Carson surges survivor support
Surviving spouse Charlene Westbrook listens to Richard R. Stites describe a photograph of his son on the Wall of Remembrance inside the Fallen Heroes Family Center at Fort Carson, Colo., Oct. 14.

FORT CARSON, Colo. - A ribbon-cutting ceremony revealed a renovated Fallen Heroes Family Center at Fort Carson, Colo., Oct. 14, in support of the installation's recently established Survivor Outreach Services.

"The mission of Survivor Outreach Services is to expand and improve services to survivors," said Col. Robert McLaughlin, garrison commander, standing at an outdoor podium facing community leaders, supporters, volunteers and several survivors of deceased servicemembers.

"We'll improve responsiveness and streamline the assistance process for families of the fallen," said McLaughlin. He highlighted the need for "programs with passion" to keep survivors connected to the Army. "Most importantly, we'll ensure continuity for those who care so much.

"We never leave a fallen comrade or their family and this is our commitment to them," said McLaughlin, who described the outreach services as caring, committed and survivor-orientated. He said the center supports a five-state area: Colorado, Wyoming, South Dakota, North Dakota and Utah.

"This program had been needed for a long time," said Angela Gunn, SOS interim program manager. "Survivors had felt cut off from the military - that's a lot of the feedback we got," referring to focus groups at Fort Carson in 2009.

"They are grateful to have a place to come to now," says Gunn, "a place that focuses on their needs and what they're going through. They have staff that's sensitive to their needs."

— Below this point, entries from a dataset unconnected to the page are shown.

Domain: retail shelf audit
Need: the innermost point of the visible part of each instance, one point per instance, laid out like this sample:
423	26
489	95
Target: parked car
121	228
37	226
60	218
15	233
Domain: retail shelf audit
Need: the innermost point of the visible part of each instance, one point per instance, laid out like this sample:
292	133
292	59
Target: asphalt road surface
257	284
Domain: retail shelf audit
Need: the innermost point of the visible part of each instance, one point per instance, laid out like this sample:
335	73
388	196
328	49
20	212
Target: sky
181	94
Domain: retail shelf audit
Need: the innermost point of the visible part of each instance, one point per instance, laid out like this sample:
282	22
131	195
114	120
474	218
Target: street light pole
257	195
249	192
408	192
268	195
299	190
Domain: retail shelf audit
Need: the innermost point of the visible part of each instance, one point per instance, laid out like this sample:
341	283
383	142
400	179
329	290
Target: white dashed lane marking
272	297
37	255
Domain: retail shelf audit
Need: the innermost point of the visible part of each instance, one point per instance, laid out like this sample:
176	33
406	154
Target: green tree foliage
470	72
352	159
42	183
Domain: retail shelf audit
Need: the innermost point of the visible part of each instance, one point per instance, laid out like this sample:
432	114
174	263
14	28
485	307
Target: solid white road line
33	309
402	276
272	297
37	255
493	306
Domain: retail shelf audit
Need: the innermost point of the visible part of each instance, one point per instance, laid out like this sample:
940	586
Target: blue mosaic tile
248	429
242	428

The Fallen Heroes Family Center began as the Carson House in 1946, according to Nannette Byrne-Haupt, SOS family support coordinator and surviving spouse of Staff Sgt. Ryan E. Haupt, who died in 2006 of wounds from a blast in Baqubah, Iraq.

"The Carson House was a facility designed to accommodate military families in transition," said Byrne-Haupt. "The former Carson House continues to stand tall by providing long-term care for our families of the fallen."

Community philanthropy represents roughly 85-90 percent of the structural upgrades and added furnishings, according to Byrne-Haupt. Donations of funds, supplies and labor poured in from nearly 60 organizations and individuals, as well as numerous others who volunteered but never left their names.

Following the ribbon cutting, a guided tour explained the modernized, single-story rambler, where survivors seek out support groups or one-on-one counselors - or simply relax in a home-like atmosphere.

Visitors strolled through various areas allocated for an assortment of purposes. The main entry and waiting area connects to a kitchen with stainless steel appliances and a bistro-style dining area.

Smiles lit up the resource library and relaxation room, where a 42-inch LCD television and two massaging recliner chairs temporarily sideline worries and rub out tensions.

Two bookshelves are ready to hold literature and music.

A meeting room combines wood panel floors and soft couches, neighbored by a kids' room garnished with toys and video games.

Survivors are encouraged to provide photographs for the Wall of Remembrance.

During the opening, 21 portraits hung under the heading: "Remember the Love, Celebrate the Life, Share the Journey."

"Contributing to the Wall of Remembrance is a nice segue into the program," says Byrne-Haupt. "It personalizes the program ... it makes them feel welcomed."

"All the people here are loved by their families," said Richard Stites, while standing in front of the Wall of Remembrance. "They are all important." Stites posted a photograph of his son, Pvt. Nolan Stites, who died of suicide in 2000. He encourages survivors to discuss their traumatic losses.

Trees have been planted to honor fallen heroes in the backyard serenity garden, which basks in a majestic view of the Rocky Mountains. Memorial bricks will soon be placed with names and messages, according to Byrne-Haupt.

"We now have a home for survivors to help in healing," said McLaughlin. Volunteers helped construct the center and they're needed to sustain it, he said.

Byrne-Haupt is writing memorandums of agreement to enlist the on-site assistance of several nonprofit organizations, each dedicated to helping families cope after a catastrophic loss. Committees will meet regularly to discuss services, to include mentoring, remembrance and outreach initiatives.

SOS is an Armywide program headed by Installation Management Command; Family and Morale, Welfare and Recreation Command; Casualty and Mortuary Affairs Operation Center; Army National Guard; and Army Reserve.